Gluten and Gluten-Sensitive Enteropathy (Celiac Disease)

Celiac Disease is an autoimmune disease and is also known as Gluten-Sensitive Enteropathy (with "Entero" referring to the small intestine, and "Pathy" referring to the disease). Before we continue, let me quickly talk about Gluten because, to date, I still see a lot of Gluten free stamps or writing on packs of food items sold in the grocery store. What is Gluten? Gluten is composed of two proteins biologically known as Gliadin and Glutenin. Gluten is found in most of the grains eaten like Wheat, Barley, and Rye. There have been different papers on Gluten but first, let me talk about the negative effects of gluten. It is said to cause Celiac disease, which is the autoimmune disease we are talking about now.
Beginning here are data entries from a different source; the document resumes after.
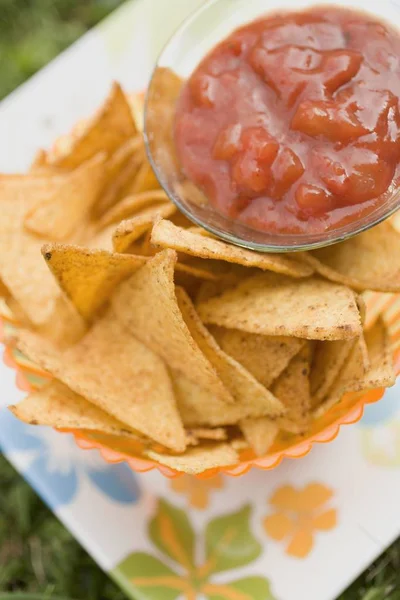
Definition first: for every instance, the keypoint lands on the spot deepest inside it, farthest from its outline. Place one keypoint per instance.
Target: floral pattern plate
(303, 530)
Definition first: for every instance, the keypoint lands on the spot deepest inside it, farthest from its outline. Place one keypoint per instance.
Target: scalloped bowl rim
(142, 465)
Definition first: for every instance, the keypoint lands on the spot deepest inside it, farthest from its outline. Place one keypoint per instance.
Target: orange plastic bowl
(325, 429)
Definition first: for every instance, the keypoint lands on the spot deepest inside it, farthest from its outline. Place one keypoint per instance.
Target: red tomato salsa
(292, 123)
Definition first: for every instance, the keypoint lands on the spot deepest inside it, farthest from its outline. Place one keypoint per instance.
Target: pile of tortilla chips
(156, 333)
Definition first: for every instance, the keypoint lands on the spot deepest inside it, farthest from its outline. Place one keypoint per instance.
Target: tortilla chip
(109, 129)
(237, 380)
(167, 235)
(328, 361)
(381, 371)
(163, 93)
(144, 181)
(354, 375)
(88, 277)
(56, 405)
(199, 459)
(118, 184)
(265, 357)
(271, 304)
(58, 217)
(119, 374)
(130, 230)
(147, 305)
(259, 433)
(293, 389)
(217, 433)
(131, 205)
(39, 161)
(22, 267)
(195, 272)
(364, 262)
(199, 408)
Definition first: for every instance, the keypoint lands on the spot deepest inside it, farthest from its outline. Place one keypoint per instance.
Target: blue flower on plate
(54, 465)
(384, 410)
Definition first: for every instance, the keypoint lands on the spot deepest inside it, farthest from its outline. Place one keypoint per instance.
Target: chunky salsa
(292, 123)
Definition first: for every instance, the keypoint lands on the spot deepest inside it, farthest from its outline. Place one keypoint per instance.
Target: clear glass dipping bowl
(203, 30)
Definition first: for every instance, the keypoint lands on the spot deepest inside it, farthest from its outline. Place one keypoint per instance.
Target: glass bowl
(201, 32)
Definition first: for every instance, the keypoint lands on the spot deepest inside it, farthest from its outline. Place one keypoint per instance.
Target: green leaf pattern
(228, 544)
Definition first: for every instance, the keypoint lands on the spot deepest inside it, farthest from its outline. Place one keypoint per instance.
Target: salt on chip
(263, 356)
(167, 235)
(88, 277)
(364, 262)
(260, 433)
(115, 371)
(244, 388)
(131, 205)
(272, 304)
(22, 267)
(55, 405)
(293, 389)
(57, 217)
(111, 127)
(329, 358)
(147, 306)
(130, 230)
(199, 408)
(198, 459)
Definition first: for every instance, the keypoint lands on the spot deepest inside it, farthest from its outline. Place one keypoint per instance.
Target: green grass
(39, 559)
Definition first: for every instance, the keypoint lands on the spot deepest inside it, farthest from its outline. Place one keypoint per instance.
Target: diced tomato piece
(339, 67)
(286, 170)
(313, 200)
(249, 175)
(260, 143)
(228, 142)
(328, 119)
(367, 180)
(203, 89)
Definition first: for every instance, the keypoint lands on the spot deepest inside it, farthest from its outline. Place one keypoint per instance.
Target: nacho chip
(271, 304)
(293, 389)
(56, 405)
(39, 161)
(349, 379)
(163, 94)
(119, 374)
(147, 305)
(240, 383)
(117, 184)
(199, 459)
(130, 230)
(144, 181)
(265, 357)
(259, 433)
(22, 267)
(167, 235)
(328, 361)
(131, 205)
(364, 262)
(88, 277)
(109, 129)
(58, 217)
(199, 408)
(381, 371)
(217, 433)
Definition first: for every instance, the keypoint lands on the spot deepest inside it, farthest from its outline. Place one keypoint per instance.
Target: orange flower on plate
(197, 490)
(299, 514)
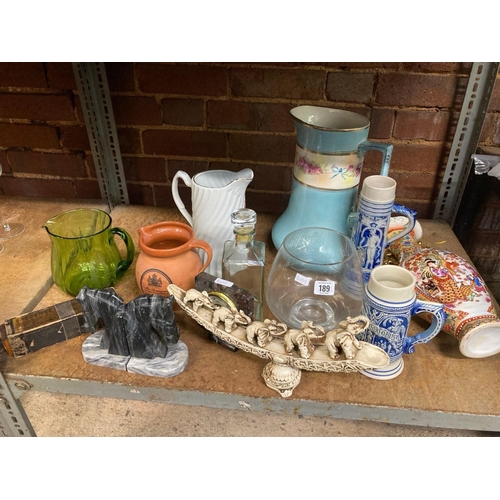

Another condition with gluten is having a gluten/grain allergy but this is very rare. Another condition that made the papers a lot is Gluten Intolerance where people who eat gluten-containing food experience bowel-related issues and symptoms such as Diarrhea, constipation, Bloating, and Cramping. Gluten Intolerance condition became a thing when a paper titled "[Gluten Causes gastrointestinal symptoms in subjects without celiac disease: a double-blind randomized placebo-controlled trial" was published in the American Journal of Gastroenterology (but I picked my reference from pubmed.ncbi.nlm.nih.gov) and the paper was attributing gut symptoms and tiredness to gluten but it changed again in 2013 when another paper was released by the same Peter R Gibson who published the first research then published another research which was a follow-up, and it was titled "No Effect of Gluten in Patients With Self-Reported Non-Celiac Gluten Sensitivity After Dietary Reduction of Fermentable Poorly Absorbed Short-Chain Carbohydrates." which showed that FODMAPs were responsible for these symptoms and not Gluten". So we cannot say that Gluten causes those symptoms but patients with Celiac Disease should completely avoid Gluten.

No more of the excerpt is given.